The Traveling Awareness Bears is a non-profit organization focused on pediatric diseases, disorders, medical disciplines and genetic diseases programs. The organization's purpose is to help children with pediatric diseases to “not feel like they are alone in their fight.” The organization has specific stuffed bears for specific diseases that they send around the country with a passport and a journal, which emphasizes that the children fighting rare pediatric illnesses have other children that are just like them. Each bear is individualized pertaining to whichever disease it represents.  There are currently over 50 medical conditions with over 150 bears traveling the world.

Origin 

Elijah Rutherford and his mother, Jennifer Rutherford, founded Traveling Awareness Bears in 2012  but the unofficial organization started much earlier than that. When he was 20 months old, Elijah was diagnosed with stroke in the utero.  When he was seven, Elijah started to send around stuffed bears with a shirt that said “Pediatric Stroke Awareness” to other kids diagnosed with stroke. His mother says that he did this because Elijah felt that there was not enough awareness on pediatric illnesses besides cancer. The organization started on a Facebook page titled “Pediatric Stroke Awareness”. It started with only one bear individualized to Pediatric Stroke but increased to many other diseases.

Bears 

The Traveling Bears Awareness Organization has bears to represent a multitude of diseases including the following: Adrenal insufficiency, Adult Stroke, Apraxia of Speech, Arthritis, BAHA, Blood Disorder, CDKL5, Cerebral Cavernous Malformation, Cerebral palsy, CHARGE Syndrome, Chiari Malformation, Cochlear implant, Celiac or Coeliac disease, Congenital Adrenal Hyperplasia, Congenital heart defect, Cortical blindness, Cystic Fibrosis, Diabetes, Down Syndrome, Dysphasia, EA/TEF, Epilepsy, Enlarged Vestibular Aqueduct Syndrome, feeding tube, fatty oxidation disorder, Glutaric Aciduria, hearing impairment, Hemispherectomy, Hydrocephalus, Leukodystrophy, Lissencephaly, Lymphatic Malformation, Lymphoedema, Mental illness, Microcepahly, Microtia, Mitochondrial disease, mother sensory neuropathy, Neurofibromatosis, Noonan syndrome, Osteogenisis Imperecta, stroke, Perthes disease, Pierre-Robin syndrome, premature birth, chromosome disorder, retinopathy of prematurity, sensory processing disorder, Spina bifida, Tourette's Syndrome, traumatic brain injury, Trisomy syndrome, veloPharyngeal insufficiency, and William syndrome.
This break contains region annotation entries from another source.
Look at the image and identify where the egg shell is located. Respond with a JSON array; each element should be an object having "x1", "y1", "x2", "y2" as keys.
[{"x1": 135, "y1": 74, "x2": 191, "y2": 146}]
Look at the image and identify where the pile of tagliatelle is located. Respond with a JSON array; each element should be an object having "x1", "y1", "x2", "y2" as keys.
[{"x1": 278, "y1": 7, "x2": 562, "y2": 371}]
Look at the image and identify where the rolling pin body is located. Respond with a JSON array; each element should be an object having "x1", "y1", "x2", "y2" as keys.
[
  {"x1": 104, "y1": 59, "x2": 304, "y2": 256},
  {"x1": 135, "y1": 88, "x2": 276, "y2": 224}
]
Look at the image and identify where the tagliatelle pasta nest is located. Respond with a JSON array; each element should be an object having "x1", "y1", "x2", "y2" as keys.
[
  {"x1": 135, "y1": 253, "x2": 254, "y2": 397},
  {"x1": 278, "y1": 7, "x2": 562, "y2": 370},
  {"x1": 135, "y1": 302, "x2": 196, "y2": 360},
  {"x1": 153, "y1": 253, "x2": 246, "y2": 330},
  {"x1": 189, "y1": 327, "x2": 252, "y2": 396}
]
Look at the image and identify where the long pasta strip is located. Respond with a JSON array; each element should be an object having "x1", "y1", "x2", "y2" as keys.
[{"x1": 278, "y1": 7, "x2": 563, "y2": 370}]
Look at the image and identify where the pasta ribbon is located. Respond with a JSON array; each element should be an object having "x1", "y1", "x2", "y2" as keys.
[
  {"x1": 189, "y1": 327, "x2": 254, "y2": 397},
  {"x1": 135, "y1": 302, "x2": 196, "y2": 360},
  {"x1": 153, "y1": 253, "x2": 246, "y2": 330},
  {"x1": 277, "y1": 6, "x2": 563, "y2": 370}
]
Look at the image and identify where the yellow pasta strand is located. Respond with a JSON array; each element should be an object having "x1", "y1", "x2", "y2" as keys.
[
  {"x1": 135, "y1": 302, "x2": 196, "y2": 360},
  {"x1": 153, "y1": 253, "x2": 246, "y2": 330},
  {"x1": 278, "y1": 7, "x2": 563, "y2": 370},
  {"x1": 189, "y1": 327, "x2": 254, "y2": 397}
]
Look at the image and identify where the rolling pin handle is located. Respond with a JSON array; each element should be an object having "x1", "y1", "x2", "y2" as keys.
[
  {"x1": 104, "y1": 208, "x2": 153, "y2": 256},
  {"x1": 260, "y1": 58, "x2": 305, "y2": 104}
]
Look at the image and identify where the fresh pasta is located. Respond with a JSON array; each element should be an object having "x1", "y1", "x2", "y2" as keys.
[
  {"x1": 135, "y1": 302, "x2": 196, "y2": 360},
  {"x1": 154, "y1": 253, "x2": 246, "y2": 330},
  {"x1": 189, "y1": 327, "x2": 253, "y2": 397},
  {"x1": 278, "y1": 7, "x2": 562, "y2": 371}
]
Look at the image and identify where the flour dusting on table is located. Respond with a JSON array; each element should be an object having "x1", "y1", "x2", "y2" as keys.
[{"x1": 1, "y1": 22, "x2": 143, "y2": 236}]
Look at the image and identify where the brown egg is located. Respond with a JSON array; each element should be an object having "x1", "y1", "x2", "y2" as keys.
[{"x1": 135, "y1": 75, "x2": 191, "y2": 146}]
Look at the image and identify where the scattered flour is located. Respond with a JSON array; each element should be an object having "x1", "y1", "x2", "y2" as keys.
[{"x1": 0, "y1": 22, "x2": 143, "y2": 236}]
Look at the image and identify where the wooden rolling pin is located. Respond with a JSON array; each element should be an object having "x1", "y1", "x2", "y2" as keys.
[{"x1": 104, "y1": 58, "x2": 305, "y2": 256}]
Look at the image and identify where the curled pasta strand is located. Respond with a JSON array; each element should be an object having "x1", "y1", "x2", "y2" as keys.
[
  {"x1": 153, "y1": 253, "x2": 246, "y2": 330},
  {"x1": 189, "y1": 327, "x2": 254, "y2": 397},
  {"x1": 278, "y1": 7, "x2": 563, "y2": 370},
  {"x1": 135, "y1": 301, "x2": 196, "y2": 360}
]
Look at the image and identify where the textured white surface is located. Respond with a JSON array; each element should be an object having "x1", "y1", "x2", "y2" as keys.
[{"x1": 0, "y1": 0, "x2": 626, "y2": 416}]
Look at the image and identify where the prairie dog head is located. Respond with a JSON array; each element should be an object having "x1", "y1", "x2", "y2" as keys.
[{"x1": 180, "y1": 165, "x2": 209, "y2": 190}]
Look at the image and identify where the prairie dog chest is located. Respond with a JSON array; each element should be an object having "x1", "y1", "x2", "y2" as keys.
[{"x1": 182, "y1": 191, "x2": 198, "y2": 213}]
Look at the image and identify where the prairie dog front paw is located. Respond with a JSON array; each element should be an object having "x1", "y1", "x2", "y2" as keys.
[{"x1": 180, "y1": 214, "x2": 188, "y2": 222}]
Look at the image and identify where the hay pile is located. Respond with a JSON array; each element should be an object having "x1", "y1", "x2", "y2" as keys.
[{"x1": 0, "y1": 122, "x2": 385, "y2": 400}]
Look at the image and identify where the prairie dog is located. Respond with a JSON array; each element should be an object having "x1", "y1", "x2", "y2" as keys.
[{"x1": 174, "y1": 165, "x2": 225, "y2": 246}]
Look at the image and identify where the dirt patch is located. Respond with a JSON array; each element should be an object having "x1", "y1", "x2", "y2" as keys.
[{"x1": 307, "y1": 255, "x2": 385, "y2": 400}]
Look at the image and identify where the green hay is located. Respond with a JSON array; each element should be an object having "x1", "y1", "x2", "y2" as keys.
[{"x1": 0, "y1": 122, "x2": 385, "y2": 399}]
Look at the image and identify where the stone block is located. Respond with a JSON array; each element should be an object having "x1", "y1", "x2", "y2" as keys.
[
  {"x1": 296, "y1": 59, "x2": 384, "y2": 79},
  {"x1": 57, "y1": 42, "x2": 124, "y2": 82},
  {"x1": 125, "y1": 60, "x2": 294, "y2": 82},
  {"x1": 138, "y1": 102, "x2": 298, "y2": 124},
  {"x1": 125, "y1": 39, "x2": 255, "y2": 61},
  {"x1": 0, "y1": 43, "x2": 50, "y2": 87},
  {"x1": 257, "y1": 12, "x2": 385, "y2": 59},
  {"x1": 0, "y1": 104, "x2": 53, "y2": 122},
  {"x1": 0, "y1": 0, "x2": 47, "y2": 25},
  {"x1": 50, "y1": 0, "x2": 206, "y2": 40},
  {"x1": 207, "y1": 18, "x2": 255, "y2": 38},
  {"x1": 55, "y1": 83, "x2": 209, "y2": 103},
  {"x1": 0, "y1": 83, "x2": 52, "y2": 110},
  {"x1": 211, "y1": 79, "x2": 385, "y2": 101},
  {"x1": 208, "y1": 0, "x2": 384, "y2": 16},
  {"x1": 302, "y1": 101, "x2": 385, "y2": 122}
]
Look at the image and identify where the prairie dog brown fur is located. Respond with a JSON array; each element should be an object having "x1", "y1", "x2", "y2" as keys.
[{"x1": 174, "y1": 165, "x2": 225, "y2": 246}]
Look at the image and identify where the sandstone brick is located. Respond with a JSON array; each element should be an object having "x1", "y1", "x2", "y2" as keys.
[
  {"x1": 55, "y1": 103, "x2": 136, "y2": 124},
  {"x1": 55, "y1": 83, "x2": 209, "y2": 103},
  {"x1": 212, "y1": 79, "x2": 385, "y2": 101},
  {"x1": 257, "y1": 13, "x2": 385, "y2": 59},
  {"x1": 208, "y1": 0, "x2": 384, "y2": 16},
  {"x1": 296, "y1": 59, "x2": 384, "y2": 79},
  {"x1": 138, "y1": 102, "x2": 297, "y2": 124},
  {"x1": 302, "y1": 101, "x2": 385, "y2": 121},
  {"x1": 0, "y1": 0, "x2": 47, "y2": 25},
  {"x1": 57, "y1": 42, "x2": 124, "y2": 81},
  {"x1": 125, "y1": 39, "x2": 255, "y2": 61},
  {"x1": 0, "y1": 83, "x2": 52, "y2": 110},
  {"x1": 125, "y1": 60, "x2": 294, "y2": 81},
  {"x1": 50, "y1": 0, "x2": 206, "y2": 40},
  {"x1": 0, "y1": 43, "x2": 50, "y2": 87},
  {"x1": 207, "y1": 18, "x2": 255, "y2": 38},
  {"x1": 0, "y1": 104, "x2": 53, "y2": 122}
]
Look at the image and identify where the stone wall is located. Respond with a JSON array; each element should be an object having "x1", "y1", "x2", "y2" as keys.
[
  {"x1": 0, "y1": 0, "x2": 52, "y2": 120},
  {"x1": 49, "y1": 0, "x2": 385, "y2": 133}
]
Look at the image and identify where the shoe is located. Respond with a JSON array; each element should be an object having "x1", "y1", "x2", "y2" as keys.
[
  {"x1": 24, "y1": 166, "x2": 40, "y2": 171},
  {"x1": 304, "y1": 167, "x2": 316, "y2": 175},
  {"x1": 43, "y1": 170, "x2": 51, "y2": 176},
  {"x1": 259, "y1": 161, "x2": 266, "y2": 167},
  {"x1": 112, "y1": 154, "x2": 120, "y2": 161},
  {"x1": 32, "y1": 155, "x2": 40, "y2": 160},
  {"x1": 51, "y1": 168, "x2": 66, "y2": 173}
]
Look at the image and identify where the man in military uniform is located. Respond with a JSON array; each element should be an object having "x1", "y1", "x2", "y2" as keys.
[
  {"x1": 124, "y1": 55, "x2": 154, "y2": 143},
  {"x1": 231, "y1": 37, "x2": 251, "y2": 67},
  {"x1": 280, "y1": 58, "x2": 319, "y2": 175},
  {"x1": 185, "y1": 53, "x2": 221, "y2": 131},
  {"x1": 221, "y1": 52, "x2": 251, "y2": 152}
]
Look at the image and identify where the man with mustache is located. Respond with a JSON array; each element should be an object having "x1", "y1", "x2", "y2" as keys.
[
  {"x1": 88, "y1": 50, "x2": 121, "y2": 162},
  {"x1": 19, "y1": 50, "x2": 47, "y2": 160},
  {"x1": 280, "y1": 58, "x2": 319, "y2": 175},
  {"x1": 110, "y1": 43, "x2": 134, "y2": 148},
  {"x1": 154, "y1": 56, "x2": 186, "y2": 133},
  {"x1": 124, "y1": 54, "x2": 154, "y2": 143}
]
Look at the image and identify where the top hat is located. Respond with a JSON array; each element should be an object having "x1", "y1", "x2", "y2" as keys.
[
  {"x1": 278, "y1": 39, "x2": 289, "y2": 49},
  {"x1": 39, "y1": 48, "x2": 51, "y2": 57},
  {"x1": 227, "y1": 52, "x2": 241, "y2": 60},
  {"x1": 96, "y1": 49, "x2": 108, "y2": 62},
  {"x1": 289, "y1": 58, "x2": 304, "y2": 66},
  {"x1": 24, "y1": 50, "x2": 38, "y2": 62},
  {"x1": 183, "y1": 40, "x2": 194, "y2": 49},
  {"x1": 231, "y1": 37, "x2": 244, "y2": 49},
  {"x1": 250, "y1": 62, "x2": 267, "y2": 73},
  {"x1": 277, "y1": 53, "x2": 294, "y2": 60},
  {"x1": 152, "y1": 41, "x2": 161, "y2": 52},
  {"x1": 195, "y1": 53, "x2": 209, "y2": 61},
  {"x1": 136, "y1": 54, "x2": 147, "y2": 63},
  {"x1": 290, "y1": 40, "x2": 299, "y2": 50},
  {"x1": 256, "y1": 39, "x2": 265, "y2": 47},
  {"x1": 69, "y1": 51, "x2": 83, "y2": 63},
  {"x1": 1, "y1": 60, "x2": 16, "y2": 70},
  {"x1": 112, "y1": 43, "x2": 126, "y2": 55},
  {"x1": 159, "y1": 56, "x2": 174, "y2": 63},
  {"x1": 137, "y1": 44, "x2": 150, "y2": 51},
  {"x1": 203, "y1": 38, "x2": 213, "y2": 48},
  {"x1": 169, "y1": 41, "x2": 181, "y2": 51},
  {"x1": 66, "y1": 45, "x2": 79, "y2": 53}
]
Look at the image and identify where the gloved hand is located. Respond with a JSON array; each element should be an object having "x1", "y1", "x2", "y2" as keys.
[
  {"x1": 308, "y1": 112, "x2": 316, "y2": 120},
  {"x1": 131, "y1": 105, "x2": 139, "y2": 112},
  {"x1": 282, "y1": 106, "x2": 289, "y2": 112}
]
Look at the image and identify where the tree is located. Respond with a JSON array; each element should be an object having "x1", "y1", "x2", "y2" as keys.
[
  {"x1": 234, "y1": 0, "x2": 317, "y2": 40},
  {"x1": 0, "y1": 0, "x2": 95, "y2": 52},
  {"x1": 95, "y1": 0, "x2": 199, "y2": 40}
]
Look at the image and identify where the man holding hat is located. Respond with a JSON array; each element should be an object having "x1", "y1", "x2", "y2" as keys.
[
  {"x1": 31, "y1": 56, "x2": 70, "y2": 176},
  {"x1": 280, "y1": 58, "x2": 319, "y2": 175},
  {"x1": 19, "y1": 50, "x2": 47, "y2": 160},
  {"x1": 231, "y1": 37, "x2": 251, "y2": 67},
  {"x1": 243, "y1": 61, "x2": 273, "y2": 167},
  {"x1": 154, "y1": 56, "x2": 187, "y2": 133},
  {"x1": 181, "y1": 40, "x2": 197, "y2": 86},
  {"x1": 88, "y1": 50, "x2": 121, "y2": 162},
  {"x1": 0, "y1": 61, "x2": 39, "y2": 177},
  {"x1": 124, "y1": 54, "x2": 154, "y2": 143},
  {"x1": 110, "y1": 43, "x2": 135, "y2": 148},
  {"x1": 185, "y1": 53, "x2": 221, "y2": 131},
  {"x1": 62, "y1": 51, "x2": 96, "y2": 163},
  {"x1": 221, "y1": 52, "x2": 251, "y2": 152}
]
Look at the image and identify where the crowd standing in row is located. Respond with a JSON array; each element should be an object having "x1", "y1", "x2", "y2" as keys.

Some bears are not for specific diseases but support for children and doctors. These include a bear for bullying and bears for nurses and doctors. The organization works to add more bears as requests come in. 
Each bear has a specific name, disease, and shirt. Some bears are specialized with crutches, masks, hearing aids, and other components of the specific diseases that they represent.

Blog 

Traveling Awareness Bears runs a blog which tracks the bears and shares the stories of the children they “visit”. Each blog post usually includes a picture of the child, the bear, and an activity that they did. Each post tells about what each child did with their specific bear. Each bear visits a child for one week at a time.

Publicity and Sponsors 

Associations such as CHASA (Children's Hemiplegia and Stroke Association) and Build-a-Bear donate to the organization. There are articles in newspapers across the country about the Traveling Awareness Bears and the children that they visit. The organization has been in many newspaper and online articles around the world including the North Jersey newspaper The Traveling Awareness Bears hold events to raise money and awareness to their organization. These events are featured on the Wantagh-Seaford page online which also explains the origin of the organization. Many children are said to be affected by these bears. Many articles are written in local newspapers about these children and the bears that 'visit' them.  These newspapers span from California to New York. The organization is also featured on other global organizations and projects such as The Global Gene Project.